Tobia Zevi’s article in the April 24th edition of Pagine Ebraiche 24, entitled “Carnivori e vegetariani,” raises some important issues. Zevi, who defines himself as “un vegetariano non sempre praticante” (an occasionally lapsed vegetarian) makes the case for the necessity of a society-wide conversation about the ethical and sustainable treatment of animals destined for human consumption. He rightly points out that this matter has by now extended beyond the limited spheres of animal rights activists and vegans, to become one of concern, to a significant part of the general public. Zevi puts forward the idea that progress in this arena will not ultimately come about because of apprehension for our well-being, or that of the animals we eat, or even that of the environment; rather, the key to advancement will be a change in general social norms, “because it will become increasingly unacceptable socially to eat foods that are unhealthy, uncivilized and harmful to the environment.”
What caught my attention, however, comes at the end of Zevi’s piece, where he goes a step further to suggest that Italian Jews could make their own particular contribution to sustainable and ethical food production thanks to the ongoing debate and innovation surrounding “K.it,” the newly launched hekhsher of the UCEI (Union of Italian Jewish Communities), which seeks to promote both kashrut and Made in Italy.
This is an intriguing idea, and, it seems logical enough: why not bring the ethical forces of halakhah to bear on a problem that touches Jews and non-Jews alike? On the other hand, this approach is not without its obstacles, as evidenced by the disappointing failure of a similar project in the U.S. Hekhsher Tzedek was an initiative begun in 2011 to create an ethical certification for kosher food, supported by rabbis in the Conservative (Masorti) movement. What on its face seemed like an easy and logical marriage of kashrut, environmentalism, labor rights and animal rights, quickly became mired in complications. First, there were concerns raised about confusing the traditional laws of kashrut and more universal humanitarian concerns (the name of the certification was changed to “Magen Tzedek” in order to placate those who objected to the application of the term hekhsher to a certification not based on the halakhah of kashrut as traditionally interpreted). Then there were also questions as to whether the market for kosher food and the market for sustainable food necessarily overlap to the degree necessary for the success of such an endeavor. To my knowledge, no product ever carried the Magen Tzedek certification, despite the enthusiasm that surrounded the announcement of the initiative.

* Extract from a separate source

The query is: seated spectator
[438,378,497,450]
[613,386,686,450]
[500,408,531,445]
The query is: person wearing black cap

I mention this unsuccessful attempt not in order to discourage conversation about the intersection of kashrut and sustainability in Italy, but only as a case study to hopefully learn from. I think Zevi is right that the Italian Jewish community has unique contributions to make to the discourse surrounding sustainable food production, and I also think that Jewish law, practice and ethics – traditional and modern – have much to say on these issues of pressing importance. Let’s hope that Hekhsher Tzedek was just the first step in an ultimately fruitful and sustainable process.